Ubisoft Montréal : 124 licenciements qui interrogent l’avenir du géant français

Publié le 30 mars 2026 à 22:43

Ubisoft traverse une nouvelle zone de turbulences. Le studio de Montréal, pilier historique de l’éditeur et berceau de licences majeures comme Assassin’s Creed, Far Cry ou Watch Dogs, a confirmé le licenciement de 124 employés. Une annonce qui s’inscrit dans une restructuration globale, mais qui soulève surtout une question que l’industrie se pose de plus en plus ouvertement : où va Ubisoft ?


Une restructuration qui touche le cœur technique, pas la production

 

Contrairement aux vagues de licenciements qui ont frappé d’autres studios ces derniers mois, Ubisoft précise que les équipes de production de jeux ne sont pas directement touchées.
Les coupes concernent principalement :
• Hybrid VFX Montréal (98 postes), la branche effets spéciaux d’Ubisoft, connue pour son travail sur des productions télévisuelles et cinématographiques.
• Les équipes IT globales, essentielles au fonctionnement interne du groupe.
Cette distinction n’est pas anodine. Ubisoft cherche à resserrer son périmètre, à se recentrer sur ses franchises clés et à réduire les activités périphériques. Une stratégie qui rappelle celle adoptée par d’autres éditeurs confrontés à une inflation des coûts de développement.


Un symptôme d’un problème plus profond

 

Ces licenciements ne sont pas un événement isolé. Ils s’ajoutent à : plus de 1000 postes supprimés en un peu plus d’un an, des annulations de projets en série,  des retards chroniques sur plusieurs titres majeurs, une instabilité interne pointée par de nombreux témoignages d’employés.
Ubisoft, autrefois considéré comme l’un des éditeurs les plus innovants du marché, semble désormais en mode survie.
La restructuration actuelle vise à « améliorer l’efficacité » du groupe, mais elle traduit surtout une réalité : Ubisoft n’a plus le droit à l’erreur.

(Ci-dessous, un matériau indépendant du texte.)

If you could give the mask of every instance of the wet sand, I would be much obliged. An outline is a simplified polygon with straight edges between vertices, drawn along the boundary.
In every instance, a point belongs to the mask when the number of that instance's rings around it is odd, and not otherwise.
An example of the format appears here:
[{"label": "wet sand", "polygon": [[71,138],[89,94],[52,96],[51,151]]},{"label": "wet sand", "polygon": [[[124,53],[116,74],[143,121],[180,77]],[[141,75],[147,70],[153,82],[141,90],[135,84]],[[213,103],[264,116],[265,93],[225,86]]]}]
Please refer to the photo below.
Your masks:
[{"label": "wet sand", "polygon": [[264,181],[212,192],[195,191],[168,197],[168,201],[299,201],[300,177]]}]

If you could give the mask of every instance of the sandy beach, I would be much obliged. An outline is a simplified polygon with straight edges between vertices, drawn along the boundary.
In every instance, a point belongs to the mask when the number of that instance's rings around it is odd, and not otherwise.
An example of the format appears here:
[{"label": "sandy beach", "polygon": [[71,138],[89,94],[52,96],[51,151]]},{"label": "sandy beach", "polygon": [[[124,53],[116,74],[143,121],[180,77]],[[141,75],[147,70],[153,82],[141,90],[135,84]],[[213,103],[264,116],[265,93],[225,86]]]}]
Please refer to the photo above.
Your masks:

L’avenir d’Ubisoft : entre consolidation et pari sur ses licences phares

 

 1. Assassin’s Creed, la locomotive qui doit tracter tout le train. La franchise reste l’un des piliers les plus solides du marché AAA.
     Les prochains épisodes  dont Assassin’s Creed Codename HEX seront déterminants pour restaurer la confiance des joueurs et des                 investisseurs.
 2. Rainbow Six et The Division, des marques encore puissantes. Même si la concurrence est rude, ces licences disposent encore d’un                   potentiel important, notamment sur le terrain du jeu-service.
 3. Une réorganisation qui pourrait enfin clarifier la vision. Ubisoft a longtemps souffert d’une dispersion stratégique : trop de projets, trop           de directions créatives, trop de réinventions. La consolidation actuelle pourrait permettre de retrouver une ligne directrice plus lisible.
 4. Le soutien de partenaires comme Tencent. L’entrée de Tencent au capital de la holding familiale offre un coussin financier non                         négligeable.
     Mais cela ne suffira pas si Ubisoft ne parvient pas à renouer avec des sorties régulières et qualitatives.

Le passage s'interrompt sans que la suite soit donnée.